I'm also taking Japanese, kind of. I'm sitting in on a class but I'm not really auditing it because I'm not paying for it, because the professor and his department have been really ridiculously graceful and generous. But tomorrow morning, there is an exam. I haven't studied and now I feel like I should talk to the professor and just ask him if I can not worry about this exam? I feel really bad, like I'm already wasting his time and like him grading my exam would be just worse. I feel like a flake.
Which brings me to my 10am midterm tomorrow morning. It's something else I haven't satisfactorily studied for. But I'm paying for this class, and I think I might be smarter if I studied and did well for it. But this is like the story of who I am as a student right now- I'm flaking on my studies and putting things off and hoping that I can just get by. It's not how I want to do things, and I'm probably being too hard on myself. I'm just really tired and stressed out.
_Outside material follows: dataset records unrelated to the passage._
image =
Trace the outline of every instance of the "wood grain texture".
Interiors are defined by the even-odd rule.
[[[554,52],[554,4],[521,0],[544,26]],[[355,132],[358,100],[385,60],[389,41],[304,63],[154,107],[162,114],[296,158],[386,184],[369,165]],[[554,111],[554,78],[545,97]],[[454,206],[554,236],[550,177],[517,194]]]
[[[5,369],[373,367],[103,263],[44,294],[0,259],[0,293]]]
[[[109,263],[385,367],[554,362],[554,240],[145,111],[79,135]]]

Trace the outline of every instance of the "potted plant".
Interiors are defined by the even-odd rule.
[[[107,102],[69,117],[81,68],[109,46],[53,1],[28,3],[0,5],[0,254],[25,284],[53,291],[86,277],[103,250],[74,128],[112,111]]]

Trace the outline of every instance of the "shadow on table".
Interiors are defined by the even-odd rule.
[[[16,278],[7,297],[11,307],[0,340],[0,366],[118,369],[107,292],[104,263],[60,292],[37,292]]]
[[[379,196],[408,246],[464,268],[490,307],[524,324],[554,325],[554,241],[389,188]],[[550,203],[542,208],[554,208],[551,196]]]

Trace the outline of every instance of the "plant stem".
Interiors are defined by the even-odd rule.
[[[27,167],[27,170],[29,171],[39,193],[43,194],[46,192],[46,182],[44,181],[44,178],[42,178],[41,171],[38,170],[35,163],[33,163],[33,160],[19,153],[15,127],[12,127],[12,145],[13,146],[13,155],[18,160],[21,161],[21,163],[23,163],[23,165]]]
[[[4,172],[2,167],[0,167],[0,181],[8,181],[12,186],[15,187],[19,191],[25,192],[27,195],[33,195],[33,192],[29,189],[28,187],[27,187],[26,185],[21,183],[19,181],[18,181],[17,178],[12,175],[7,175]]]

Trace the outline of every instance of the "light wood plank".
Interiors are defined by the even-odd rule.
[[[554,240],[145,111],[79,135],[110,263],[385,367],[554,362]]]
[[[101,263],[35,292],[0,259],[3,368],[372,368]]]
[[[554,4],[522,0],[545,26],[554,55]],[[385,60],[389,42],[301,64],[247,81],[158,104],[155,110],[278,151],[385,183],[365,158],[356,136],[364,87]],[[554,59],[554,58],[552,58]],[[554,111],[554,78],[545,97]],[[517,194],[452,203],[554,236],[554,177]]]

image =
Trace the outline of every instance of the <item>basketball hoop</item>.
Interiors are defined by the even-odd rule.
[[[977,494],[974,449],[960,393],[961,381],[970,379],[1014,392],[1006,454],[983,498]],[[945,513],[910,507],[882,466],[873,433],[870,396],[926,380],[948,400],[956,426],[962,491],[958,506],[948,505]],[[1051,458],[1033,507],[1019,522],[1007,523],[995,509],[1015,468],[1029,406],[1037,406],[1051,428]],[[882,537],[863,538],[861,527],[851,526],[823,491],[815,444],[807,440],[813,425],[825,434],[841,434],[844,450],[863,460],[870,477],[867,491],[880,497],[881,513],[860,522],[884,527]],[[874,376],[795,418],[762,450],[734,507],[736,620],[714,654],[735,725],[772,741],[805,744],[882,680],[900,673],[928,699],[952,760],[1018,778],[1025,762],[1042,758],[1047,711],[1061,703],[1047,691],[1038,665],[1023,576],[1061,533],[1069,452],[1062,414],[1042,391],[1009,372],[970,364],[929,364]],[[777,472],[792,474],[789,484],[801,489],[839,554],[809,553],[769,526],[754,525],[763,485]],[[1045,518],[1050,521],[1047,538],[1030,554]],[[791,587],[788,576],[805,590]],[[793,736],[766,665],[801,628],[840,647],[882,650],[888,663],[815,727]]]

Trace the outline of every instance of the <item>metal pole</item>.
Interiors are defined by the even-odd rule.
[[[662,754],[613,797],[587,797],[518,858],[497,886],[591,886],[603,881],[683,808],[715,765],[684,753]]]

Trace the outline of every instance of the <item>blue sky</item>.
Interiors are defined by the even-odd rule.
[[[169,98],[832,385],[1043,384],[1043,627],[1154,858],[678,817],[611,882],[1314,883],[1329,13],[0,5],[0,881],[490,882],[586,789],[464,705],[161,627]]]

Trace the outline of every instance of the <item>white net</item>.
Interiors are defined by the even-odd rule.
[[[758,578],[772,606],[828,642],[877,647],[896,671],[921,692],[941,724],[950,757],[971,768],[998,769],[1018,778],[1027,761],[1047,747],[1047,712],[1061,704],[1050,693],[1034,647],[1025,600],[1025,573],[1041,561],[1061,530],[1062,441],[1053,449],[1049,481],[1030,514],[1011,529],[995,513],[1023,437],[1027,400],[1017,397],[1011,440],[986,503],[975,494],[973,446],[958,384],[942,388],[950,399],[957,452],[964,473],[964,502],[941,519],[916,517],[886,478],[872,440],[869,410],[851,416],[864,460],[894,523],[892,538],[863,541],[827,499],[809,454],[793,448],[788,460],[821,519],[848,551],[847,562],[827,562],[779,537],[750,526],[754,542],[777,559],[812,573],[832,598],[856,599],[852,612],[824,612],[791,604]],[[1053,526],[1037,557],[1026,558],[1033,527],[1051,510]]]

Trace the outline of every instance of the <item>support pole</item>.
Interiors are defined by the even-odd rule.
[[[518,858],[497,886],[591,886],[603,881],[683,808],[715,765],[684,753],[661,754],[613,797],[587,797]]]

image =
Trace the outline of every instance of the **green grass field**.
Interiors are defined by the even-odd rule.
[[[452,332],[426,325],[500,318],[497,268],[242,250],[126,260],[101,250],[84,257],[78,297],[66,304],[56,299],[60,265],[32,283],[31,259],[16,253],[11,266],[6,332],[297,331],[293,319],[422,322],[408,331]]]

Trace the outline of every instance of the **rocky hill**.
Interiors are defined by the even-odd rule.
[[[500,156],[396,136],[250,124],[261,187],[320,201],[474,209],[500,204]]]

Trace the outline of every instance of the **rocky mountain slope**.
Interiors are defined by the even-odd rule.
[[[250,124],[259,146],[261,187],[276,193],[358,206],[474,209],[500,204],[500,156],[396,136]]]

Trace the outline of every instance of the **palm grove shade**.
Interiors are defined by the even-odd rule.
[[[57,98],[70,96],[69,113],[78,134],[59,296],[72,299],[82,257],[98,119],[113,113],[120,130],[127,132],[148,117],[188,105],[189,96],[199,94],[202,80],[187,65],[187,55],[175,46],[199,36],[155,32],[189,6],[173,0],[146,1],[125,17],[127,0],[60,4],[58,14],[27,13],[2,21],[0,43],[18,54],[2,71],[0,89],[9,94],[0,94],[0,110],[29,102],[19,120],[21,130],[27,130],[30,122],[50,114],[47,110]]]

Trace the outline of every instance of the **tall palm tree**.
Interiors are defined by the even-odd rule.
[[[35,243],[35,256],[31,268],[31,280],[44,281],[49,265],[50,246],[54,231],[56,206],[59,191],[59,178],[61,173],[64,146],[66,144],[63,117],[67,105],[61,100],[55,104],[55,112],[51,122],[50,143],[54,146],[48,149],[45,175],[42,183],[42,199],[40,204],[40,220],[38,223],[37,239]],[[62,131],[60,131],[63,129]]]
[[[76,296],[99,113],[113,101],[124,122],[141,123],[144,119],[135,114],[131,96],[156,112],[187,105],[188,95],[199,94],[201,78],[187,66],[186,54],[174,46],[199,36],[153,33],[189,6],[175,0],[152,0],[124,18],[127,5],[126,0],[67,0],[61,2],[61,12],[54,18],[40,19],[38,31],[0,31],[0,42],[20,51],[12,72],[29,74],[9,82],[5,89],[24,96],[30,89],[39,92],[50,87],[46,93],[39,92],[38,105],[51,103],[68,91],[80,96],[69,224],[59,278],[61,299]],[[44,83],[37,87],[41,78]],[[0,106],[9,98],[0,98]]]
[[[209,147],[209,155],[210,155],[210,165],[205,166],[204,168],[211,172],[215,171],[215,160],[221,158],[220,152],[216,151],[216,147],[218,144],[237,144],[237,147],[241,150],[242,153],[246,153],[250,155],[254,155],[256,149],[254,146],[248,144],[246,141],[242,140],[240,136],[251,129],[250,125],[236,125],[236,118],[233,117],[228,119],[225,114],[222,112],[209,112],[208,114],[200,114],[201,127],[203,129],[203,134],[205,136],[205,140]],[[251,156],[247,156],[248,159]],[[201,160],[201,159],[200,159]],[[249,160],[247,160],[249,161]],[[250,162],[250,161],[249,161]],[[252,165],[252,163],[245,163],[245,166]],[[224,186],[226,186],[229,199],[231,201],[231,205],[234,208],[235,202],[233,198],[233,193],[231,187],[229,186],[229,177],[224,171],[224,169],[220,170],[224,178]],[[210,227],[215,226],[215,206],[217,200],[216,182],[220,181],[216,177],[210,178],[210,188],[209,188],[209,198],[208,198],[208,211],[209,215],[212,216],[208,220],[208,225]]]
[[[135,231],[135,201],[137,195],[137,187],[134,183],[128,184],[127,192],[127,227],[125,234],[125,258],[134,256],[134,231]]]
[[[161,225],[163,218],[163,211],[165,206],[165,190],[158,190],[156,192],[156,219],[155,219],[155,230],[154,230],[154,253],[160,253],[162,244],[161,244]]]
Which brings me to my whole life right now. I finish school finally in December. My husband doesn't have a job and the US economy is not providing him with anything. We are talking about moving back to Chile or to another country, in general. Which freaks me out. The thought of moving to another country and changing my life so dramatically all by myself (with Dennis), so freaks me out that I feel like I'm almost paralyzed. It's like I'm sabotaging myself physically, spiritually, and scholastically because I'm terrified of the real world, of moving away, of the very very unknown. It's not that I don't have faith in God or in Dennis or in myself. It's that I'm just so anxious about this that I can't even concentrate properly. Me, who has to two hours early for a flight when they say be one hour early. Me, who has to show up 15-30min. early for a movie just because I want to pick the best seats possible. I turn into Godzilla if we miss one preview. Not knowing, not having a clue, not having any control.
I realize, as I type this, that this is what I'm doing. I'm so freaking out that I'm sabotaging myself. Which is absurd because I, of all people, know how amazing God is and how much things can change in one year. In less!